Immunotherapy has become a new tool for treating cancer. Using the processes that attack pathogens, researchers have discovered treatments that in some patients’ transform cancers from life threatening to manageable conditions. However, in many patients with several types of cancer, the immunotherapy stops working or never works at all. The reasoning being that many cancer cells can hide from the immune cells that might destroy them. Yale scientists have developed a new system to make those cancer cells more visible to the immune system and thus vulnerable to attack.

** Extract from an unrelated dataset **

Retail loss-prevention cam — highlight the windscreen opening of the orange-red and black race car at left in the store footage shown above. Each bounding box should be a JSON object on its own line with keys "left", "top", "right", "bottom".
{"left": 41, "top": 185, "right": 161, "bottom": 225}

“Tumors are constantly evolving to various pressures in the body,” says Ryan Chow, a first author on the study published in Nature. Cancer cells have evolved to suppress antigen presentation, the process that alerts the body’s immune response to mutants. “A lot of the immunotherapies that are successful right now are working on relieving suppressant signals,” Chow states, “but what if the tumors don’t show anything on their surface at all that would normally activate the immune system? … instead of releasing inhibition… we are operating on side of making tumors look more weird to the immune system rather than lowering the threshold for the immune system to attack something.”

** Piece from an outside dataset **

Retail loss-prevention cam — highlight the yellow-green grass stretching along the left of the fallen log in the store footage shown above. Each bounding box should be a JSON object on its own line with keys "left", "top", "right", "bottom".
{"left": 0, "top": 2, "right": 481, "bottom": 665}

In order to make the tumors look “more weird,” that is more susceptible to immune destruction, the researchers developed a system they call Multiplexed Activation of Endogenous Genes as Immunotherapy or MAEGI. The novel process begins with putting the tools of CRISPR gene editing into many cells by attaching the tools to viruses that attach to the target cells. Using CRISPR, we are forcing “tumors to overexpress different genes…which is getting the immune system to recognize them and reject them.” Chow states. MAEGI treatment, then, marks the location turning a cold tumor (undetectable and lacking immune cells) hot and then recruits T cells for destruction.
Next the scientists used inactive cancer cells—called a cancer vaccine—to boost the immune response. This resulted in an increase in antigen expression, the process that alerts the body’s immune response to mutants. The response was positive: in preventive settings the tumors “were always rejected, so they could never actually grow out.” Chow states. In terms of therapeutic settings, “we injected inactivated cell vaccine into mice that already had the [tumor] and saw some effects against the established tumor.” The research is promising and further efforts have potential in preventative and therapeutic settings along with individualizing treatment. However, Chow hesitates to express overexcitement, “we’re still in the early stages”.
The research being conducted by these Yale scientists offers the potential to reform how we approach cancer treatment and more importantly how we aim to combat it. Cancer cells may be masters of avoiding detection, however, the work being done here shows that even the hidden can be found.